What about that “key executive-branch document”? Laying aside the question of why the Office of Legal Counsel, the author of the document, or the Defense and State Departments, which contributed the relevant sentence, should be taken as definitive authorities on legislative intent regarding the WPR, Amar appears to be giving that document a very selective reading. The full paragraph, in a letter from the two Departments to a House committee chairman during deliberations on the War Powers Resolution, attempts to define “hostilities” as
a situation in which units of the U.S. armed forces are actively engaged in exchanges of fire with opposing units of hostile forces, and “imminent hostilities” was considered to mean a situation in which there is a serious risk from hostile fire to the safety of United States forces. In our view, neither term necessarily encompasses irregular or infrequent violence which may occur in a particular area.

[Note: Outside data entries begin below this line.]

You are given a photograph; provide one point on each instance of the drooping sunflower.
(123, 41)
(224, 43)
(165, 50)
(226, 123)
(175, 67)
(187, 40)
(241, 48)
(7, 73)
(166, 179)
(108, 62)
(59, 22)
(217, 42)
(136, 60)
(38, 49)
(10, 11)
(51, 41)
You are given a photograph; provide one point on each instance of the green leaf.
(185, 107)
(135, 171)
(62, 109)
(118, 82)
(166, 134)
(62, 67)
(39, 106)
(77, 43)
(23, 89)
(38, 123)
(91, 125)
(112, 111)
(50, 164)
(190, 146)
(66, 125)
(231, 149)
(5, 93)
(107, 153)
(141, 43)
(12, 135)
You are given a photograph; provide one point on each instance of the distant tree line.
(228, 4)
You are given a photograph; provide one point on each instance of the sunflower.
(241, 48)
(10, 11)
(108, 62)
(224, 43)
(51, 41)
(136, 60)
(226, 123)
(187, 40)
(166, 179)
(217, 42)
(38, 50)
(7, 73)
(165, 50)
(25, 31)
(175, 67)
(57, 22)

Units of our armed forces are clearly engaging opposing units of hostile forces with fire, so I suppose Amar is hanging his argument on the word “exchanges” — if Qaddafi’s forces are armed with rifles and we’re attacking them with bombers, they can’t shoot our planes down, so there’s no real “exchange” of fire, right? This is a very dubious bit of reasoning. I suppose by this logic the President can fire nukes at any non-nuclear power he desires, too.
But it’s clear that even in the view of the Office of Legal Counsel, the firing of shots back and forth in an “exchange” can’t be the defining factor in determining the definition of “hostilities.” E.g., quoting a House report on the drafting of the WPR,
The word hostilities was substituted for the phrase armed conflict during the subcommittee drafting process because it was considered to be somewhat broader in scope. In addition to a situation in which fighting actually has begun, hostilities also encompasses a state of confrontation in which no shots have been fired but where there is a clear and present danger of armed conflict. “Imminent hostilities” denotes a situation in which there is a clear potential either for such a state of confrontation or for actual armed conflict.
In other words, Amar’s “exchanges of fire” threshold is not the definitive test; mere “confrontation” is enough — and no one would deny that we are engaged in a “confrontation” with Qaddafi’s forces. And “armed conflict” is certainly one way to describe a sustained bombing campaign.
Finally, Amar’s read on the legislative intent behind the word “hostilities” is particularly peculiar in light of the historical context in which the WPR was passed, since the law was crafted specifically in response to the carpet bombing of Cambodia, which, like the Libya campaign, did not involve a ground fight. If bombing Cambodia without the support of Congress or the American people was so beyond acceptability that Congress felt it necessary to re-assert its Constitutional role in declaring war by passing the War Powers Resolution, why is it acceptable for President Obama to bomb Libya for months on end without getting the approval of the people’s representatives?